I’ve always loved journaling. When I began electronic journaling, I started with a simple .txt file and just hammered away each day. There was no audience, no quest for glory, just me and my thoughts hanging around.
Then one day, some friends convinced me to sign up for MySpace. Suddenly, I had a platform and a captive audience. My writing started off fun and innocent, and then slowly turned toxic. So toxic, I decide to take my thoughts off MySpace and put them into a blog and so began my fifteen year hobby of blogging.
I’ve had dozens of blogs covering a wide assortment of different topics. I’d start one, lose my interest, close it down and move on. I had one personal blog for about 2.5 years which was my longest running until currently, where I have a blog that’s about to pass that milestone and I have content pre-written for another year and a half.
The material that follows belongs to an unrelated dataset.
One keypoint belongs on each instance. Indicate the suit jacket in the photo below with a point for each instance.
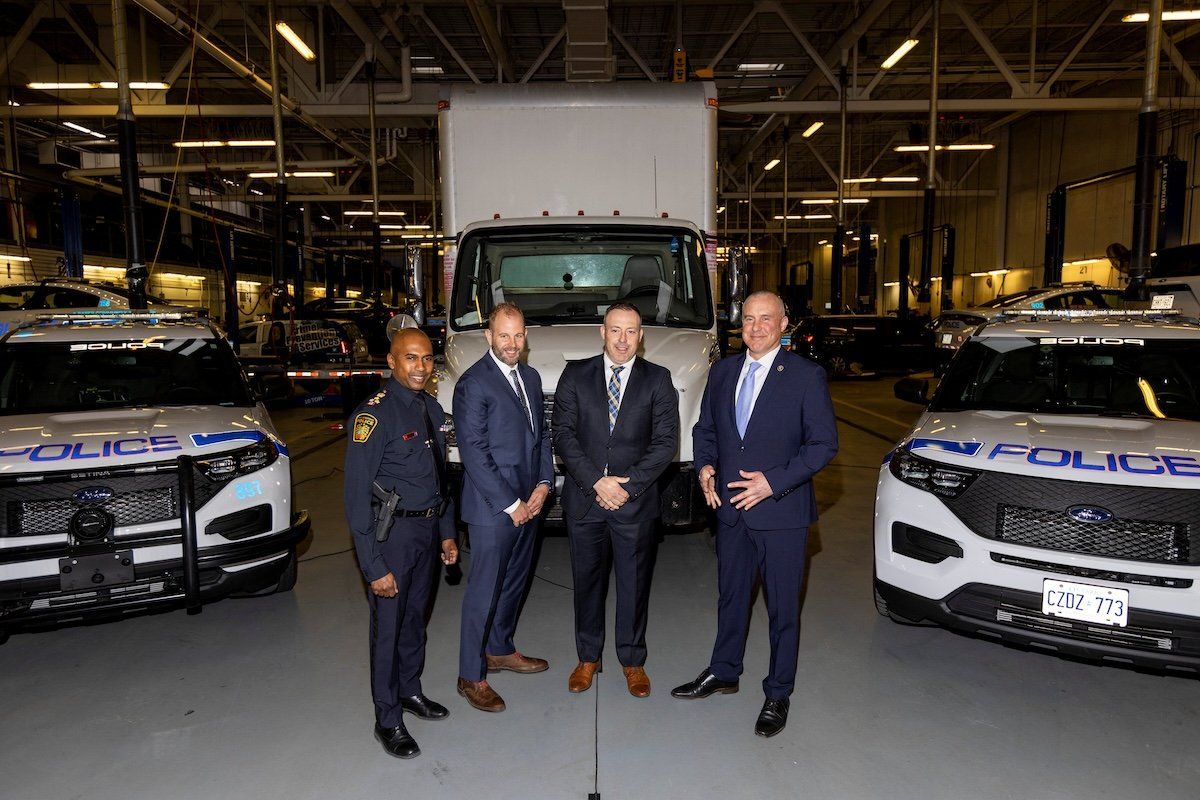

One of the problems I’ve had with blogging over the years is that I tend to lose my interest and it stops being fun. I start off with all that excitement that slowly dwindles after I feel responsible to my audience. By audience, I mean the two friends who might actually click on my page, or some random guy who Googles some obscure 90’s reference and stumbles upon my site.
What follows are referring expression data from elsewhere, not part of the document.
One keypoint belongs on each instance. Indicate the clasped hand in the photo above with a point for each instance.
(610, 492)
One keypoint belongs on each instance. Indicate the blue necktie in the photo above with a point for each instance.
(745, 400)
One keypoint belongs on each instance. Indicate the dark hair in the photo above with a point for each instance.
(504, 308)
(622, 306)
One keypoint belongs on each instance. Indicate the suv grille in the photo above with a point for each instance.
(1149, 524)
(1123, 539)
I guess what it all boiled down to was I stopped writing for me. I started writing for others. I started having delusions of grandeur and having a following. I wanted to be a blogger with a small following, it was never about money or fame, I just wanted to feel important. Like my words mattered. But my inability to stick with any of my blogs ruined any chance of that, and to be honest, it would have been too much work, work that I wouldn’t have enjoyed.
Last year, I pretty much stopped writing. I shut down almost everything. I rarely even journaled. I needed for all the noise to quiet down and I needed to see if I’d miss it. I did. I missed exercising my thoughts and working on things, but I realized that I missed the act of writing and creating, not the marketing or desperate attempts for success.
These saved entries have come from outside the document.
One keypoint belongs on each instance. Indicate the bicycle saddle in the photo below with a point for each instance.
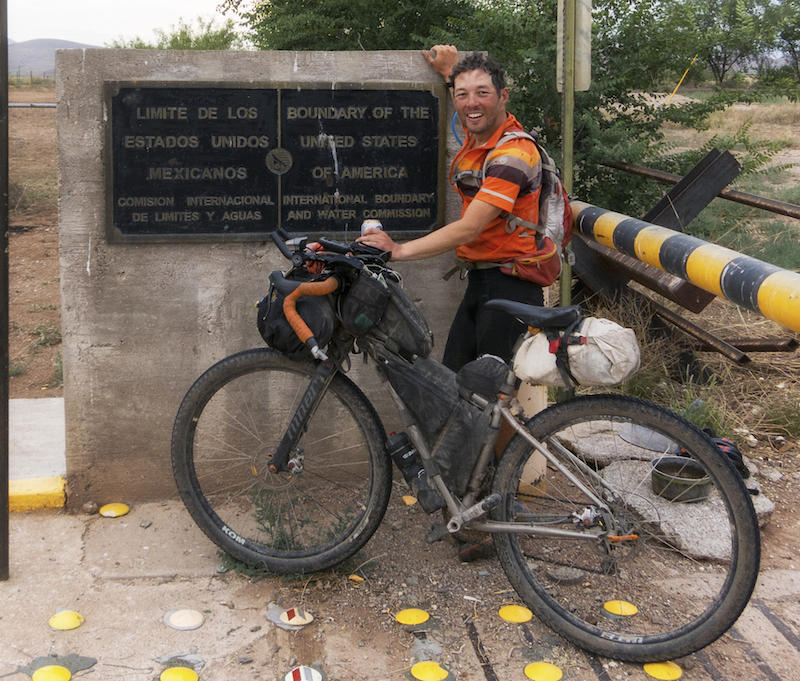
(538, 317)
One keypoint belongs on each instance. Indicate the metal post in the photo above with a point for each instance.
(4, 355)
(568, 126)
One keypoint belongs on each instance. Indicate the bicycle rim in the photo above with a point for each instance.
(661, 570)
(325, 510)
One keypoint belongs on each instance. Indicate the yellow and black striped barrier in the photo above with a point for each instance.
(746, 281)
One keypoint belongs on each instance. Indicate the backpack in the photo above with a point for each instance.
(555, 218)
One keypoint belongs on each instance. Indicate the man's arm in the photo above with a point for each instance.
(464, 231)
(442, 59)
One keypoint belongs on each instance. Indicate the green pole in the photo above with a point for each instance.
(568, 125)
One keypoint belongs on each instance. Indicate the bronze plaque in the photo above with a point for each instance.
(211, 162)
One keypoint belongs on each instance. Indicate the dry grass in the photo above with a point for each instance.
(759, 399)
(777, 122)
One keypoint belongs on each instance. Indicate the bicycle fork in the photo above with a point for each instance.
(317, 387)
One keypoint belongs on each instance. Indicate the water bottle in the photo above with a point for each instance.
(405, 456)
(367, 224)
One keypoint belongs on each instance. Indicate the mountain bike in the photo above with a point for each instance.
(285, 464)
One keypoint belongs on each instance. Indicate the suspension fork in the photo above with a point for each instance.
(312, 397)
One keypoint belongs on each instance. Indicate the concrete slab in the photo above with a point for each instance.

So, when 2020 began, I rebooted everything. I made a small personal blog to just post whatever I felt like. I kept up with my other blog that’s been running for a couple of years, but it honestly doesn’t take a ton of maintenance. Now I write for fun now and nothing more. I don’t try to work out any major problems in my life, I don’t spend all my time whining, and I don’t try to make the next great blog. I just write for an audience of one. If someone else enjoys it great, but ultimately it’s not for them, it’s for me. Finally, I’m writing for all the right reasons.